As one of the UK’s leading suppliers of waste baling technology, here at Riverside Waste Machinery we keep a keen eye on industry news. And given that the word ‘landfill’ is never far from the headlines, we weren’t surprised to see that the Green Alliance’s latest report, “More jobs, less carbon: why we need landfill bans” achieved so many column inches.
The company claims that launching landfill bans could create 47,500 jobs in the UK and its analysis urges the Government to keep five key waste materials out of landfill, namely plastics, food, electronics, textiles and wood.
According to the report, banning plastics could create 16,100 of those jobs followed by food creating 12,100; electronics creating 9,500; textiles 6,600 and wood 3,200.
It raises the point that reuse, remanufacturing and recycling creates new and valuable products and selling these generates profit which would support skilled jobs from drivers to plant managers.
It really does make you wonder what we’re waiting for. In addition to the obvious employment benefits, surely the industry, government and consumers alike cannot continue to allow, for example, 70 percent of the UK’s post consumer plastic waste to go to landfill.
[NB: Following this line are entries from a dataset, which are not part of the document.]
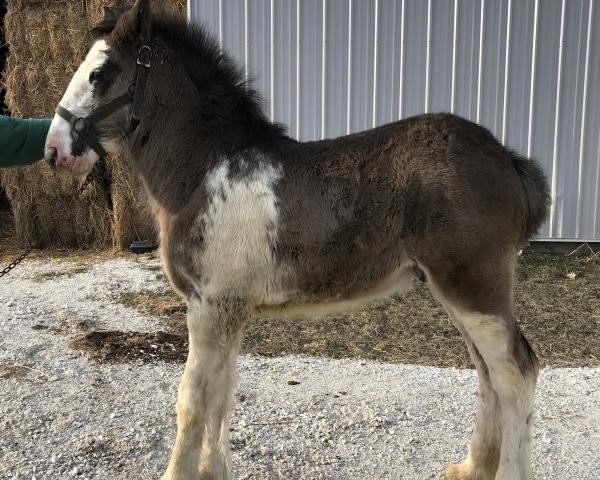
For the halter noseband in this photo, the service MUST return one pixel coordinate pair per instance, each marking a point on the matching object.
(84, 128)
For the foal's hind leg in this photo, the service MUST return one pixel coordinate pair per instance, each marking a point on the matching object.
(480, 301)
(202, 445)
(484, 448)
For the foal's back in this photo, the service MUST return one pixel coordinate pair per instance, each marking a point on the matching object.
(357, 214)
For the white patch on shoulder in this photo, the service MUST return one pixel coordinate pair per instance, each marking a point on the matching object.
(240, 228)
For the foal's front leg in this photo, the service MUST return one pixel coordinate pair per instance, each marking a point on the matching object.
(202, 445)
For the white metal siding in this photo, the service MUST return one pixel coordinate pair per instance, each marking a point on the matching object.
(529, 70)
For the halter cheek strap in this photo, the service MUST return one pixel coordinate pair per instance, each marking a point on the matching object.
(83, 129)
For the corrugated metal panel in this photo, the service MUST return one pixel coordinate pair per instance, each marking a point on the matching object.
(529, 70)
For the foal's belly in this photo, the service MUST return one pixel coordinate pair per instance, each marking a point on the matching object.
(296, 303)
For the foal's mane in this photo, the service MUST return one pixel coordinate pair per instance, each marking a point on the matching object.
(213, 72)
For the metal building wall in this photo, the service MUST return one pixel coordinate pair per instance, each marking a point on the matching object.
(529, 70)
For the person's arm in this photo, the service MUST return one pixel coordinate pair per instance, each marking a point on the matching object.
(22, 140)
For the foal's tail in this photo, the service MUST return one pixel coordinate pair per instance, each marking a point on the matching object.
(537, 193)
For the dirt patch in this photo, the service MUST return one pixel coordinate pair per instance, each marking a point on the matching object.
(8, 370)
(119, 347)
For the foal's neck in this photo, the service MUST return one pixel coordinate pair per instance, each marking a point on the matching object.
(190, 129)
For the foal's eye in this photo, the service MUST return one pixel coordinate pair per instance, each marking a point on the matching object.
(96, 76)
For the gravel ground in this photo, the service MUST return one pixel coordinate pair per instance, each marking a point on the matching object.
(63, 416)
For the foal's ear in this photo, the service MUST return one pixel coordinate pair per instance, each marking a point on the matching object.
(143, 18)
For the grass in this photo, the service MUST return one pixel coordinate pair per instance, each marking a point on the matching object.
(62, 272)
(557, 300)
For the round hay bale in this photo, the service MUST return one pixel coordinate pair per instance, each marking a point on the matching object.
(48, 40)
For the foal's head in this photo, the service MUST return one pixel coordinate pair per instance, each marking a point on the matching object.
(106, 74)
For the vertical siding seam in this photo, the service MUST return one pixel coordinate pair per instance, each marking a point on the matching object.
(298, 69)
(348, 99)
(375, 48)
(583, 114)
(401, 79)
(480, 68)
(323, 68)
(556, 121)
(454, 48)
(597, 199)
(428, 61)
(506, 72)
(532, 86)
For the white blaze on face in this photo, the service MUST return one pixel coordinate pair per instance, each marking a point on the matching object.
(78, 100)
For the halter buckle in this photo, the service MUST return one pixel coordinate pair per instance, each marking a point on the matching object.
(144, 56)
(80, 125)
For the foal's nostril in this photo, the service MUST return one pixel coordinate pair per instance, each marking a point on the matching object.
(51, 156)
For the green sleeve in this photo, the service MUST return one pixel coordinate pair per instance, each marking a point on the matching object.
(22, 140)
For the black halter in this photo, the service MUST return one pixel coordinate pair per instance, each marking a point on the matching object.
(83, 129)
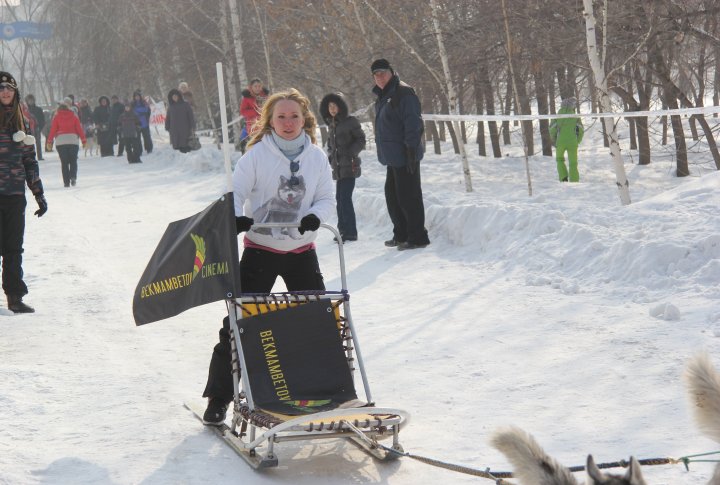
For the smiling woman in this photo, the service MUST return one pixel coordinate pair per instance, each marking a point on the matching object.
(286, 178)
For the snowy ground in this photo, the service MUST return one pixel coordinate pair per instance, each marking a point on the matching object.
(563, 313)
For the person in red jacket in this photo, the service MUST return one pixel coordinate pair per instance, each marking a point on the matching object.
(253, 98)
(67, 132)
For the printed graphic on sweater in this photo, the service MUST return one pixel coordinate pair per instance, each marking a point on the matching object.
(284, 207)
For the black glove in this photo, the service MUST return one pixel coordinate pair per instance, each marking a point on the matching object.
(412, 162)
(243, 223)
(42, 204)
(309, 223)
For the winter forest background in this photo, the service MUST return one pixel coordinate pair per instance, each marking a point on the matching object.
(462, 57)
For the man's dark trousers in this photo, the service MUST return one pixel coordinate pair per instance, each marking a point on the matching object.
(403, 196)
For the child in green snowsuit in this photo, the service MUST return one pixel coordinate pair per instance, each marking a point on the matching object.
(567, 134)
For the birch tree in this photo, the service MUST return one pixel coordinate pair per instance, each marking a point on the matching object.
(453, 106)
(601, 84)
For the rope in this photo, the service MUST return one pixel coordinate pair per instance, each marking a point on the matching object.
(686, 459)
(498, 476)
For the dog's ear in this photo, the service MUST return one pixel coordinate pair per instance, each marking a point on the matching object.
(634, 475)
(596, 476)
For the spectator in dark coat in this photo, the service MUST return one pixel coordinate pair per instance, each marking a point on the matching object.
(399, 141)
(37, 113)
(18, 168)
(116, 109)
(101, 115)
(179, 121)
(142, 110)
(129, 130)
(187, 94)
(345, 142)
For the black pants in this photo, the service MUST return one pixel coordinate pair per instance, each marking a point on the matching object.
(403, 196)
(258, 271)
(133, 149)
(345, 209)
(147, 140)
(68, 162)
(38, 144)
(12, 234)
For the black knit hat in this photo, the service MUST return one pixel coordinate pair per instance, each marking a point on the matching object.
(6, 77)
(380, 64)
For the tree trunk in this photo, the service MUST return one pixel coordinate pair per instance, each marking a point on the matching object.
(431, 128)
(506, 111)
(236, 29)
(490, 109)
(605, 103)
(670, 94)
(480, 138)
(541, 95)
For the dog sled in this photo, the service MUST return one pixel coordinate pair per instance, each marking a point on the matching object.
(295, 359)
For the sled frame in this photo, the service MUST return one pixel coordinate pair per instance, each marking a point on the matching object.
(254, 432)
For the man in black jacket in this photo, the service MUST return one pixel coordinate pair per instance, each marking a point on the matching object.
(37, 113)
(399, 141)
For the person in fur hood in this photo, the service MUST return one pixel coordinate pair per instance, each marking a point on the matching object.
(18, 168)
(253, 98)
(346, 140)
(179, 121)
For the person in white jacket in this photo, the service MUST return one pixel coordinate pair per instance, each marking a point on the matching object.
(286, 178)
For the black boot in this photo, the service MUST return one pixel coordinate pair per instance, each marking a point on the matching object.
(16, 305)
(215, 412)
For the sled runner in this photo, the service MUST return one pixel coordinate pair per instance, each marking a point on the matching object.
(295, 356)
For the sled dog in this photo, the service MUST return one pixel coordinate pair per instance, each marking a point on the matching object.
(703, 382)
(91, 146)
(532, 466)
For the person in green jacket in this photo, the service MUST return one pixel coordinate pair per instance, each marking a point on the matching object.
(567, 134)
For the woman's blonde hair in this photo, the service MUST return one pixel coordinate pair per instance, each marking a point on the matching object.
(263, 123)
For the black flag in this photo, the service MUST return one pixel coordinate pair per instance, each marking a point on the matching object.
(196, 262)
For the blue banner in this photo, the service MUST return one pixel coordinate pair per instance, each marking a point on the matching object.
(29, 30)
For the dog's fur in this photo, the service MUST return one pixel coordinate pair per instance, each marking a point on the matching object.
(532, 466)
(703, 382)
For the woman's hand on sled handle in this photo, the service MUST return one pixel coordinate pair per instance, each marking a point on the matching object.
(243, 223)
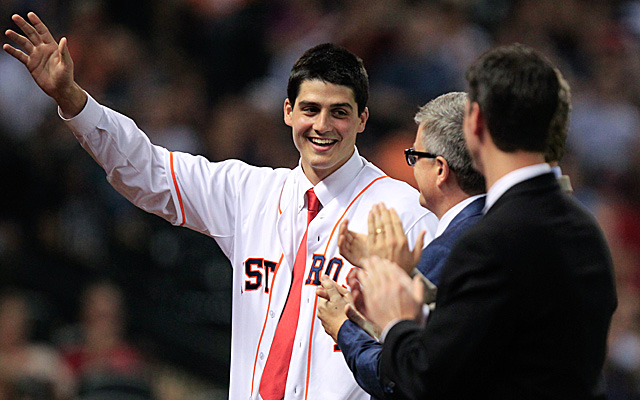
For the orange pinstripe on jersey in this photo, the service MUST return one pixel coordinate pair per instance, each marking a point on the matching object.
(266, 316)
(175, 184)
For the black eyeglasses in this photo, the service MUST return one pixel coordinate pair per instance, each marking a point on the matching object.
(412, 156)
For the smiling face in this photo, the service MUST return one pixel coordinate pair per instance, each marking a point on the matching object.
(325, 123)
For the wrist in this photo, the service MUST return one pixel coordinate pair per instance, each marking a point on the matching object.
(71, 100)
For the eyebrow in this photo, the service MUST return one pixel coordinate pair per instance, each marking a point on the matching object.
(304, 103)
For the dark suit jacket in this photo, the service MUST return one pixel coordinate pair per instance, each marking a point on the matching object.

For non-recycled plastic alone we are one of the worst performers in Europe and it is clear that a drastic change such as this is essential if we are to help the EU achieve its goal of sending zero plastics to landfill by 2020.
The UK and its worst counterparts – Italy, Spain, France and Poland – account for some 80 percent of Europe’s landfilled plastics waste. In stark comparison, the countries that have introduced bans including Austria, Belgium, Finland, Germany, Norway, the Netherlands and Switzerland, sent less than 10 percent of plastics waste to landfill and that was because it was in a form that could not be separated from other materials.
With UK landfills expecting to reach capacity by 2020 and constant calls to increase the landfill tax, companies across a whole host of sectors must look to update their waste strategy or indeed implement one altogether.
Whether it’s to upgrade or purchase a waste baler or invest in a whole new waste management system, something has to be done to halt the fact that we bury around £3.2bn of resources in landfill each year – and lose out on thousands of skilled jobs to boot.